Shawn Philipps : Pas malléable
Shawn Phillips renoue avec le public québécois, celui qui toute sa carrière durant l’a porté aux nues, pour une série de concerts en compagnie de The NexXx, un groupe de musiciens montréalais.
L’histoire tient presque du conte de fées: en 2010, le groupe The NexXx, une bande de talentueux musiciens du dimanche de Montréal, largue sur YouTube une vidéo tirée de sa reprise de Woman (ou de son vrai titre à pentures: She was waiting for her mother at the station in Torino and you know I love you baby but it’s getting too heavy to laugh), immortelle parmi les immortelles du Texan chouchou des Québécois Shawn Phillips. «La vidéo n’avait pas grand-chose à voir avec le texte de la chanson, mais leur version était vraiment loin d’être mauvaise, raconte avec son accent à couper au couteau celui qui lâche un « man » à toutes les deux phrases. Plutôt que de simplement leur écrire pour les remercier, je leur ai proposé de faire quelques spectacles avec moi. Je leur ai envoyé une liste de chansons trois mois à l’avance. Nous aurions pu jouer devant public le jour où je suis arrivé sans aucune gêne tellement ils sont bons.»

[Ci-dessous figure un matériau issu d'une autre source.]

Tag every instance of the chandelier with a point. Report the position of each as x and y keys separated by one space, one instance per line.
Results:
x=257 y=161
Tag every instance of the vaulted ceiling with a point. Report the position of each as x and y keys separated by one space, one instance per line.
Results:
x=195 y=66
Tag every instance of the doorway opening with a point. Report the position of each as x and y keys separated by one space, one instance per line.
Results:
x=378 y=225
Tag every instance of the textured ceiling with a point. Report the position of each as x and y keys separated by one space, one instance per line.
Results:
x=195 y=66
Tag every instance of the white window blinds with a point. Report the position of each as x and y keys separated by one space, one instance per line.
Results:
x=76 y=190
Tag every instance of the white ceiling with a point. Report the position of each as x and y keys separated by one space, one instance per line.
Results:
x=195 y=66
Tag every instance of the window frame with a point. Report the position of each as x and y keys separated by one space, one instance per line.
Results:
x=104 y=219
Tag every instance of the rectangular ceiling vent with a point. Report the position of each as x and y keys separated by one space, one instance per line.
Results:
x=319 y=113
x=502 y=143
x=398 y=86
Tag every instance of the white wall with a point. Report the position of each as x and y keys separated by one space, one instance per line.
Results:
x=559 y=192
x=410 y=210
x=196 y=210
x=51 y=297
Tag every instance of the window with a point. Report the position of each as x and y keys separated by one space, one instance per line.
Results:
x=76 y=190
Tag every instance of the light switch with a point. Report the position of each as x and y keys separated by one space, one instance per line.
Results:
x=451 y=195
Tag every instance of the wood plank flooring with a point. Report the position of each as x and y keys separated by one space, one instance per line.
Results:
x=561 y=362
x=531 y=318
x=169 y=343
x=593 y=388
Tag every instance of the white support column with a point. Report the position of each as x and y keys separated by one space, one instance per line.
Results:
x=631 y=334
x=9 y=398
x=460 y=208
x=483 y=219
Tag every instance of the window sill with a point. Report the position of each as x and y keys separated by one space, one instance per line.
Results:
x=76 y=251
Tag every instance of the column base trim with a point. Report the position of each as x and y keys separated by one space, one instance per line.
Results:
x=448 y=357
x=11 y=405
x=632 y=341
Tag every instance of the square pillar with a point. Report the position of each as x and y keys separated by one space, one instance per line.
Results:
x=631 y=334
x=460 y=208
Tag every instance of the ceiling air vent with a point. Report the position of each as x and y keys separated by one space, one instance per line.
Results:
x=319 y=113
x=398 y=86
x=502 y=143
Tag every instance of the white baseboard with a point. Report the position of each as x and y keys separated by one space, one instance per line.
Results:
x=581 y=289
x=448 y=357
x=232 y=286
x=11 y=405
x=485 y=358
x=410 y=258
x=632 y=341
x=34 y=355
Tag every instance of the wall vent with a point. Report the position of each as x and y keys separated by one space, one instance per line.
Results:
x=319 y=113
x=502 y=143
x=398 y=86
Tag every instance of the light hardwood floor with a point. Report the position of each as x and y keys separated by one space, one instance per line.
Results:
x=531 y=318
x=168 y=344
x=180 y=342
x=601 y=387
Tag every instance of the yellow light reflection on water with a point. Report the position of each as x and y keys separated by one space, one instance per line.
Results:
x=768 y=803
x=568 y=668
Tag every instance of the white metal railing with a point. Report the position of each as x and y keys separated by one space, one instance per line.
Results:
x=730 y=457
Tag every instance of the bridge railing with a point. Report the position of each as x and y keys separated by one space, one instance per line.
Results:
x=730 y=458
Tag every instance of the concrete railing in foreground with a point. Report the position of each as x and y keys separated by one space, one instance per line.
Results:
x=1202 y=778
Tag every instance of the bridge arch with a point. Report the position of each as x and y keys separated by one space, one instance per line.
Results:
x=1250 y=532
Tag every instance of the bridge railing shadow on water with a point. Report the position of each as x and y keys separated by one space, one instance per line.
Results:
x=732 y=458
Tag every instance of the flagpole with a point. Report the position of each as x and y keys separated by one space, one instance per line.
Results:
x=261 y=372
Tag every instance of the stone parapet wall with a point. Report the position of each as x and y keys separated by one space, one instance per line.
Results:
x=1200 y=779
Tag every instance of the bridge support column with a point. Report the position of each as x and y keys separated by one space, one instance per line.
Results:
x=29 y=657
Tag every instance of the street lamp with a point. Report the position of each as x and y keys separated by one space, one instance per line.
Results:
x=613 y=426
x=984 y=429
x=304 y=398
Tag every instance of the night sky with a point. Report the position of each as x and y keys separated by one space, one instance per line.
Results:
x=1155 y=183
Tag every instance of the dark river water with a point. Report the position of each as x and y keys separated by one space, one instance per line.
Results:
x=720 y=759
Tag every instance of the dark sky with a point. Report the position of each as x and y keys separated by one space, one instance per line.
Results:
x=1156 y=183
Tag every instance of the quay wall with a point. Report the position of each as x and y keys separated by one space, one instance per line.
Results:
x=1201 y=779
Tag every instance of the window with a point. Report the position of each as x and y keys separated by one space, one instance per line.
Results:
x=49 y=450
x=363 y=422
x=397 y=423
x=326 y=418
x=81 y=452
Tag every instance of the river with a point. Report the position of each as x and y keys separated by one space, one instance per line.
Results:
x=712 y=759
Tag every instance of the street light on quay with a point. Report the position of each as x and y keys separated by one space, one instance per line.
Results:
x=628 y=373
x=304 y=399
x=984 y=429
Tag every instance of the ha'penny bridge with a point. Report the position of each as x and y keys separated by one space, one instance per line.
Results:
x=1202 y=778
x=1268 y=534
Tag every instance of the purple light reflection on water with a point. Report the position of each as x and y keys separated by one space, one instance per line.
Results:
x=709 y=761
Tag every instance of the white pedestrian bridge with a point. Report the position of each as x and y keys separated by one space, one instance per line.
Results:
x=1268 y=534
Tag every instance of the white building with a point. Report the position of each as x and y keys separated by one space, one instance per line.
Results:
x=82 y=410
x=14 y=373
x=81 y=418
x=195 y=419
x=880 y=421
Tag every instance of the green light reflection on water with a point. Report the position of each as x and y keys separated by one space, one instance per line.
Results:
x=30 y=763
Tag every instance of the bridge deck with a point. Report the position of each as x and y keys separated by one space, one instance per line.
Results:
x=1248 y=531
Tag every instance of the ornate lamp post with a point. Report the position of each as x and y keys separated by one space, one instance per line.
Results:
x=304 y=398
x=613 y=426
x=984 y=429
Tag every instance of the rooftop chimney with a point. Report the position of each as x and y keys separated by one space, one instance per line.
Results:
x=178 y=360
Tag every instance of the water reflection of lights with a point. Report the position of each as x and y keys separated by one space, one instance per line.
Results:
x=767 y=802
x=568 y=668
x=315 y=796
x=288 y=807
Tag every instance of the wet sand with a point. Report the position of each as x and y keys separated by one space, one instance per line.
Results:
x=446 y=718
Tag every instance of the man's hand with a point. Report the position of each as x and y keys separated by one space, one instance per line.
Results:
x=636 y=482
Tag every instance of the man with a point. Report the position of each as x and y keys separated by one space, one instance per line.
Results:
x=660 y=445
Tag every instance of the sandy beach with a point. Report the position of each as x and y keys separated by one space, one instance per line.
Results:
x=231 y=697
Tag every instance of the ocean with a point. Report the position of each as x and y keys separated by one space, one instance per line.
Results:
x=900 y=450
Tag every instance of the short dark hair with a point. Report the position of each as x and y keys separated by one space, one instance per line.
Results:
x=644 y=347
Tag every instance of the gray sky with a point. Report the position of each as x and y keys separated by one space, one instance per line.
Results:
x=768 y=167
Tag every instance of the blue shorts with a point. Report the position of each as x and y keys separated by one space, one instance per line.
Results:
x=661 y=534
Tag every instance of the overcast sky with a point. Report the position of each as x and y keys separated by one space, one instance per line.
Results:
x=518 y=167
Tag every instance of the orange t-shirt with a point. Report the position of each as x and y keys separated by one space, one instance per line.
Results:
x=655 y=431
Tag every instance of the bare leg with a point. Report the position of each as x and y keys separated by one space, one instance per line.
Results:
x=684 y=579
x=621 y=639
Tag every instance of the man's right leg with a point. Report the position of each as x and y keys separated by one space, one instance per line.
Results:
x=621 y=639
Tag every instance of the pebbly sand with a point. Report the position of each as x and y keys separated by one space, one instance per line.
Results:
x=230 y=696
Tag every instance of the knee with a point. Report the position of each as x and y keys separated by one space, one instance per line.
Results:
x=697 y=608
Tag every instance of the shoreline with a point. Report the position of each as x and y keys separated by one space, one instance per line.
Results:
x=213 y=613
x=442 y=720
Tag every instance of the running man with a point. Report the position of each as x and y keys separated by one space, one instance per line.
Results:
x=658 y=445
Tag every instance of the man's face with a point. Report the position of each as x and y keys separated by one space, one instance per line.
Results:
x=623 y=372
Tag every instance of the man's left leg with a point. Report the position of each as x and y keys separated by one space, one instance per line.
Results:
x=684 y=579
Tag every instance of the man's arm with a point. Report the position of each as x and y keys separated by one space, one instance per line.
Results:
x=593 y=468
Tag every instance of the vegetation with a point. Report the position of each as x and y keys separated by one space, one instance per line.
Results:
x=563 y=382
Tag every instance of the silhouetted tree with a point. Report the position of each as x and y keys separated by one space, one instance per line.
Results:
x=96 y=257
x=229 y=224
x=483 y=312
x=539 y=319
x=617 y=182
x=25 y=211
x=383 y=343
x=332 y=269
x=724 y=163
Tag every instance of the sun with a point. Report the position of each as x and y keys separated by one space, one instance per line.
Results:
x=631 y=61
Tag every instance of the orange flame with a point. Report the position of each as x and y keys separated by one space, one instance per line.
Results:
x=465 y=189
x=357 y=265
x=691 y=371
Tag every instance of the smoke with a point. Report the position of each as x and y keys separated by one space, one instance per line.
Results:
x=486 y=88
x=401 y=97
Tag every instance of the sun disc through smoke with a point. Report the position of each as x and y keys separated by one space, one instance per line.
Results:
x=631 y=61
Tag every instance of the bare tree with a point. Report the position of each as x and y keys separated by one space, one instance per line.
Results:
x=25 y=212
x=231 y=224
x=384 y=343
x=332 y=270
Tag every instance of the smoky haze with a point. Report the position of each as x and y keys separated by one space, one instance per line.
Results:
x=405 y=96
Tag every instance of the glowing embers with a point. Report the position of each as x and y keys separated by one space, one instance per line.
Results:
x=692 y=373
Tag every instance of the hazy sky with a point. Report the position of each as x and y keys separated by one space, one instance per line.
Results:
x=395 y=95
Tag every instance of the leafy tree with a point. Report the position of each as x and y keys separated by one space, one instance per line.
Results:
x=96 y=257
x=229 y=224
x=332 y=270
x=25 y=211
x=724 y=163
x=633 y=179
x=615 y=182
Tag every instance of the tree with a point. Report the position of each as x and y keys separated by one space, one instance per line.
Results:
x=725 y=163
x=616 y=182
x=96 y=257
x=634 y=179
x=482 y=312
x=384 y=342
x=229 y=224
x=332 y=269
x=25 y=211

Titulaire d’un foisonnant catalogue — folk-rock, prog-rock, jazz — dont les principales pierres ont été posées au début de la décennie ’70 (les albums Contribution, Collaboration et Second Contribution), le rouquin de 70 balais enrichit ces jours-ci son cartable de plus de 380 chansons d’un nouveau disque double, «très rock’n’roll», Perspective, enregistré dans le sous-sol de sa maison en Afrique du Sud. Que pense celui qui, bien avant que la stratégie ne se transforme en tendance, demandait à ses fans de se vider les poches pour l’aider à payer ses frais de studio, des plateformes de financement collaboratif comme Kickstarter? «Je pense que ce n’est pas si mal, même si Kickstarter grappille forcément une partie de l’argent engrangé. Je pense que ces jours-ci, tout le monde et son chien veulent devenir musicien et c’est impossible. Devenir musicien prend des années et des années. Les compagnies de disques profitent de ça, elles choisissent des musiciens malléables. Les vrais musiciens, eux, ne sont pas malléables, on ne leur dit pas dans quelle direction aller.»
Lu-ci-di-di-té
En décembre dernier, Ravi Shankar passait de l’autre côté du grand miroir. C’est du maître du sitar lui-même que Shawn Phillips avait appris les rudiments du monumental instrument. La légende veut d’ailleurs que Phillips ait ensuite transmis quelques notions de base à George Harrison avant que le Beatle silencieux ne se rende en Inde. «La première fois que je l’ai rencontré à Toronto en 1963, Ravi Shankar m’a invité en arrière-scène. Je n’avais jamais vu un sitar de ma vie et il a passé trois heures et demie à me montrer comment m’asseoir derrière l’instrument, comment placer mes doigts, etc. Un vrai chic type. Je l’ai revu ensuite en 1968 à Paris. Il enregistrait les Quatre Saisons de Vivaldi avec un joueur de harpe de verre. C’était… quelque chose.»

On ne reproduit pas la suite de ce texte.